Introduction

This notebook provides a running example for predicting the following for a set of currently hospitalized patients:

  1. The expected number of hospitalized patients per day.
  2. The expected number of patients in a Critical state (named “Critical” in the paper, but SEVERE in code).
  3. The expected number of deceased patients by days since hospitalization, in 5 day intervals.

We also show how you could test different future scenarios by loading a set of future hospitalizations you defined.

Initializations:

Load pre-fit model:

model = readRDS('./cache/israeli_model.Rds')

Set Monte Carlo Parameters

# the number of simulated runs per patient, 10K is our recommendation
N_MONTE_CARLO_RUNS = 10*1000

# the maximum number of transitions in the Multi-State model
# this is used to exclude outlier paths with more transitions than
# the maximal number of transitions observed in the data
MAX_PATH_LENGTH = 9 

Define T: the day from which we predict

T = Sys.Date() # use the date of today
PREDICT_N_DAYS_AHEAD = 30 # predict one month ahead

Load Hospitalized Patient Data:

In this example we generate random stub data, but you can use your own data by reading a dataframe which complies with the following conventions:

  1. sex: MALE (1), FEMALE (0)
  2. age: in years
  3. state_at_hospitalization: either MILD (2), MODERATE (3) or SEVERE (4). Note, these correspond with the states Moderate, Severe, Critical which are used in the paper
  4. date_of_hospitalization: date in the format ‘yyyy-mm-dd’
  5. current_state: same values as 3 above
  6. days_spent_in_current_state: non-negative integer
  7. was_severe: Binary indicator. Visited severe state at least once before entering the current state (1), or not (0)

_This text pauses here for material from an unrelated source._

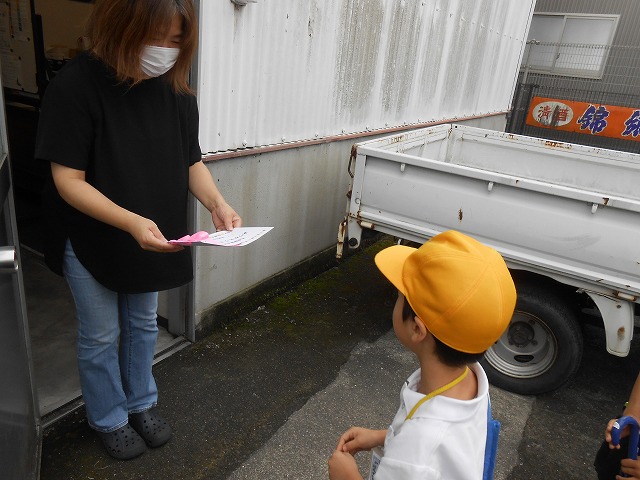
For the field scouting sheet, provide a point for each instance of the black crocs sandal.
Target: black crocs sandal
(123, 443)
(151, 427)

Note: The data generated here is not intended to reflect any true distribution of patients but only serves as an example of the needed data format. Do not base predictions on this stub data.

hospitalized_patients_df = generate_random_hospitalized_patients_df(n_hospitalized_patients = 30,
                                                                    T = T,
                                                                    PREDICT_N_DAYS_AHEAD = PREDICT_N_DAYS_AHEAD)


# alternatively:
# hospitalized_patients_df = read.csv('sourasky_arrival_df.csv')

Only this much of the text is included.